Nossa produção estética está, como sugere o título da matéria, aos pedaços. Afinal, não temos até hoje um catálogo decente de artistas do porte de um Oswaldo Goeldi ou uma Mira Schendel. Não temos qualquer levantamento sistemático do que fizeram nossos principais artistas, nem de onde estão suas obras.
Nenhum museu brasileiro constituiu um acervo verdadeiramente significativo, nem foi capaz de captar recursos privados ou mesmo o interesse do público para tais artistas, nem fazer circular seus trabalhos e os valores e pensamento que encarnam. Estão todos adormecidos sob o lençol confortável da falta de recursos.
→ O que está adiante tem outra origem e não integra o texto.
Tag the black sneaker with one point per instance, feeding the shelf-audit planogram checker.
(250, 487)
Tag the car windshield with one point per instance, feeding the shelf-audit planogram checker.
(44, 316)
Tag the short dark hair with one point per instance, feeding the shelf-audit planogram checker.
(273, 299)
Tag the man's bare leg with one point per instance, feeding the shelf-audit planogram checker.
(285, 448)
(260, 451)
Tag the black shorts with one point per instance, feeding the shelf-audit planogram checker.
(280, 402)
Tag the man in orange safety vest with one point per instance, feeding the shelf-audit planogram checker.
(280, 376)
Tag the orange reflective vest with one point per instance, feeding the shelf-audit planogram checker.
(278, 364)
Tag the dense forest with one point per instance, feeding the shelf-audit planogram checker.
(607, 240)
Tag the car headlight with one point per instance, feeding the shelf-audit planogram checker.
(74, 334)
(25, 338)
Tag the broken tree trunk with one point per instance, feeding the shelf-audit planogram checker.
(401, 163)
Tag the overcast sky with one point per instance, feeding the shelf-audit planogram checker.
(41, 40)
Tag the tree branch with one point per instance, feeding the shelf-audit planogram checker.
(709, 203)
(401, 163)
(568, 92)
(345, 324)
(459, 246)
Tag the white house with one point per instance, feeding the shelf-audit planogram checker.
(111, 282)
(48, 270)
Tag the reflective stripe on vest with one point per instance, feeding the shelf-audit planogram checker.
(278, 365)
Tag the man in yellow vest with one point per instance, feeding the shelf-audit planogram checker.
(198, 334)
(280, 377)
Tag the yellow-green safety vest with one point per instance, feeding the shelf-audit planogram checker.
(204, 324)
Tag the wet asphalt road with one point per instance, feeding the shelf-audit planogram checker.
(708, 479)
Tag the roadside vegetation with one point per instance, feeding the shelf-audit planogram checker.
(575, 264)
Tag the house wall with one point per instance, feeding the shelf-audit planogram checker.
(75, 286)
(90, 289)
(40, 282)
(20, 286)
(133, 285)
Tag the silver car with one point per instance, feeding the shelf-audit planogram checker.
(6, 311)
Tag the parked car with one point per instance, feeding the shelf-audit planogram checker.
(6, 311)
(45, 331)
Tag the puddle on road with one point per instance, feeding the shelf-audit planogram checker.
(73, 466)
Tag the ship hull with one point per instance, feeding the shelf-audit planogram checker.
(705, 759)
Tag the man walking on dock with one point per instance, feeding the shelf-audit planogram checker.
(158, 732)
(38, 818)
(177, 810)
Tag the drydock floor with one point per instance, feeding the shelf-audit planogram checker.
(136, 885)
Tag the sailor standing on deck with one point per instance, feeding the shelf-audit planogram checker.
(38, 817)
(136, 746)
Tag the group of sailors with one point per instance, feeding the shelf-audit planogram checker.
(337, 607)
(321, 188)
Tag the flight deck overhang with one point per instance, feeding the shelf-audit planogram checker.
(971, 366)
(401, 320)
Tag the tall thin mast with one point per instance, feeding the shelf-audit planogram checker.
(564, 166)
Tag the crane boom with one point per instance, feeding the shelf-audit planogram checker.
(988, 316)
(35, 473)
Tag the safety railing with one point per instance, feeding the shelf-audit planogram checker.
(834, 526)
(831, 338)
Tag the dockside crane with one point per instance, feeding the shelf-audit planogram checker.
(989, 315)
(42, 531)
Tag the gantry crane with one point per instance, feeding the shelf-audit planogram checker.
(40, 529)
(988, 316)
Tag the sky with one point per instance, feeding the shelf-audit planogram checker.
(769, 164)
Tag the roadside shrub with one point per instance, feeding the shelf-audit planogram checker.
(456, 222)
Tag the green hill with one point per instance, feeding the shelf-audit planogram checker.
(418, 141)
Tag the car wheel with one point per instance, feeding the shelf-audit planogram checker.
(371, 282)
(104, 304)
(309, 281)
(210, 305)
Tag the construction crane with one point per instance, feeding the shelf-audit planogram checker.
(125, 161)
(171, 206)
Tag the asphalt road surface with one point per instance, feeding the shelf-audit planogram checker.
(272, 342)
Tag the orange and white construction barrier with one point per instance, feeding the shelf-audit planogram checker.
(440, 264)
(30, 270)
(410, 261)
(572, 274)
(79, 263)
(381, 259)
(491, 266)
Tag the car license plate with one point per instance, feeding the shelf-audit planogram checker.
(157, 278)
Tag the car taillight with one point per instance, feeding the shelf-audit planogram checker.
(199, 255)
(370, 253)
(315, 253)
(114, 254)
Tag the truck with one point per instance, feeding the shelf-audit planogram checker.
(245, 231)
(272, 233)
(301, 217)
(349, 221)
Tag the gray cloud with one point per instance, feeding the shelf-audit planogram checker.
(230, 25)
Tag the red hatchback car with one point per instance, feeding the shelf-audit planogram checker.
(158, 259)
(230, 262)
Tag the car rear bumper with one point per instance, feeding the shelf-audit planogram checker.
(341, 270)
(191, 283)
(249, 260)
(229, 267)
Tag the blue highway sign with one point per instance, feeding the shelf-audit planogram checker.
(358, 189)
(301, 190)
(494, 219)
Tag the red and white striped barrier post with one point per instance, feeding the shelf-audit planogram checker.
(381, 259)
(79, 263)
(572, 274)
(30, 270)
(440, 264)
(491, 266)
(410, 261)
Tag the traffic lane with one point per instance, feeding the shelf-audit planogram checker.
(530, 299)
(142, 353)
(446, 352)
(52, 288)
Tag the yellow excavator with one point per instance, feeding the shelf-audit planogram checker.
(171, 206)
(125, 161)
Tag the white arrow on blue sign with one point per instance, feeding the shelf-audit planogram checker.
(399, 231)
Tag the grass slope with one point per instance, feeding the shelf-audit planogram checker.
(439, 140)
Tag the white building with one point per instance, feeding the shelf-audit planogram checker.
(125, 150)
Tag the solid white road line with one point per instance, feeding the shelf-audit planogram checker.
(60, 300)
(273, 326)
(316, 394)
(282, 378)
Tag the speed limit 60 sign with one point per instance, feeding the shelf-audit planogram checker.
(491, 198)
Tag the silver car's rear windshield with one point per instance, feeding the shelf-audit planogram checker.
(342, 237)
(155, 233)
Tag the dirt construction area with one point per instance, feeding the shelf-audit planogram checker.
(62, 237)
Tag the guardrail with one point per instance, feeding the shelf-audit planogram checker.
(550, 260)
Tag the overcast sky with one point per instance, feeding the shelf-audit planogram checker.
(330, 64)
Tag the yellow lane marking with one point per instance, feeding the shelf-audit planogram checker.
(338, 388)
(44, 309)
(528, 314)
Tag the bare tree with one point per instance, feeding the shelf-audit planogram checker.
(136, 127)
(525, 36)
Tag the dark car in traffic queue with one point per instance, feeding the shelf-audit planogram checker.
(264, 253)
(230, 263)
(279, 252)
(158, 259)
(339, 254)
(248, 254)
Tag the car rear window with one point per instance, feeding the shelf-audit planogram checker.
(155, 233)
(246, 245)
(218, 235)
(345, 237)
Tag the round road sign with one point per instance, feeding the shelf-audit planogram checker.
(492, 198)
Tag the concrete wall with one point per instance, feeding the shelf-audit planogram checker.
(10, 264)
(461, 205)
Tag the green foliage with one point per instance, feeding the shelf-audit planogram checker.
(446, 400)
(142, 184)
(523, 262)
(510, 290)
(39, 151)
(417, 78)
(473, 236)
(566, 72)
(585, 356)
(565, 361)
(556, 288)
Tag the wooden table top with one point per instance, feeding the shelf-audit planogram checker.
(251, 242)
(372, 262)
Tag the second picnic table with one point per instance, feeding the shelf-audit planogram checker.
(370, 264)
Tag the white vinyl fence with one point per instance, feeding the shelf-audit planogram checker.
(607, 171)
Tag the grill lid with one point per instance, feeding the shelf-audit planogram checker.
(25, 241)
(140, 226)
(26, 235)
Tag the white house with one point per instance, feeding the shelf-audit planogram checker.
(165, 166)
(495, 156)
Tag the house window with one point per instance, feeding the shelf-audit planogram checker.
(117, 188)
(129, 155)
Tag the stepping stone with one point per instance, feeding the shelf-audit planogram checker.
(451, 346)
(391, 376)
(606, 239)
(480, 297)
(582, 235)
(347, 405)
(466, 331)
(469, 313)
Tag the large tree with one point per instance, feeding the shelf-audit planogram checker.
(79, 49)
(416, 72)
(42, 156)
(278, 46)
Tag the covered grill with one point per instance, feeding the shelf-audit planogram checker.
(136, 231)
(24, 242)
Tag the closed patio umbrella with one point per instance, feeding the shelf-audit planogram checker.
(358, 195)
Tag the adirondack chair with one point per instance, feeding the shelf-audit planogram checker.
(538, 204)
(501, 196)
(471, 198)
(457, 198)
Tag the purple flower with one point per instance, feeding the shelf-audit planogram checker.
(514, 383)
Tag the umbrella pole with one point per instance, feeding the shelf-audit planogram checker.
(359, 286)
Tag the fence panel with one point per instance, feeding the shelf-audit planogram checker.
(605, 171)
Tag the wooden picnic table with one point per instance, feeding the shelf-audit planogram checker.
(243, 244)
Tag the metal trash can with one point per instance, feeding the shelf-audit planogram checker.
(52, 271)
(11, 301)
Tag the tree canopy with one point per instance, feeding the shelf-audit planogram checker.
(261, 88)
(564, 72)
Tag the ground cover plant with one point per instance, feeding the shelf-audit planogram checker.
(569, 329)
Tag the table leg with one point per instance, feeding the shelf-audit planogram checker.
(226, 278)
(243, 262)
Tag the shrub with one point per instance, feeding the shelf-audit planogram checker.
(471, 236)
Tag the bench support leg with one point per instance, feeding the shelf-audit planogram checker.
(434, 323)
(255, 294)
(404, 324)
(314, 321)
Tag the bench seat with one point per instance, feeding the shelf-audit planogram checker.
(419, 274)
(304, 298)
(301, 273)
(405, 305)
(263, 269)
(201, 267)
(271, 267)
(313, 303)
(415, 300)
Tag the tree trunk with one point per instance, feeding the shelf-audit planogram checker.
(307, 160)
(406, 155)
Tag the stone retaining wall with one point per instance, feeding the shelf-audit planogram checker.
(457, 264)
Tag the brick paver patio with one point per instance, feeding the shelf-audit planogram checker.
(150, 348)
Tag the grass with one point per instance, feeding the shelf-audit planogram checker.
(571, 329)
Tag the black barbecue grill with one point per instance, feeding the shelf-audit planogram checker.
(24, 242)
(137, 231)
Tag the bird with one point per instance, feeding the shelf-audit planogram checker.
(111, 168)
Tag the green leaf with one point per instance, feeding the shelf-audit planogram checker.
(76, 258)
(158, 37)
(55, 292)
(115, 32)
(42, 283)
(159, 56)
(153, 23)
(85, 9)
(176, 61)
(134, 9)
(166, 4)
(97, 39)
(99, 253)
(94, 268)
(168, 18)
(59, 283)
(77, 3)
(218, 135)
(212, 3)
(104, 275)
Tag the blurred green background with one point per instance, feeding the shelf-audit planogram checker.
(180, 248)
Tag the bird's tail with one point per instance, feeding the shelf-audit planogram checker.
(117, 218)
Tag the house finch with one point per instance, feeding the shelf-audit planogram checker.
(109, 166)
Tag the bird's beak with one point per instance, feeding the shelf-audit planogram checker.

A timidez de nosso mercado não consegue também acompanhar a produção dos artistas que, ainda que frequentem as manchetes dos jornais, acabam cercados por uma solidão difícil de descrever.
No entanto, acredito que durante os últimos 40 anos talvez nenhuma outra área da cultura brasileira manteve um florescimento tão generoso e ininterrupto. São três gerações sucessivas que se entrelaçam com aquela proporção de diferença e semelhança em que se percebe um estilo, uma feição, criados a partir de discrepâncias e retornos. Há uma vitalidade ímpar no que se produz no Brasil hoje.
A função da arte na vida social, o alcance de seus projetos ainda não se instituíram, como parece ter acontecido nos países desenvolvidos a partir dos anos 60. Talvez por isto haja em nossa produção um frescor avesso à claustrofobia de grande parte do que se faz lá fora. É pena que toda esta riqueza continue, em larga medida, sendo jogada na lama da indigência intelectual, como pérolas aos porcos.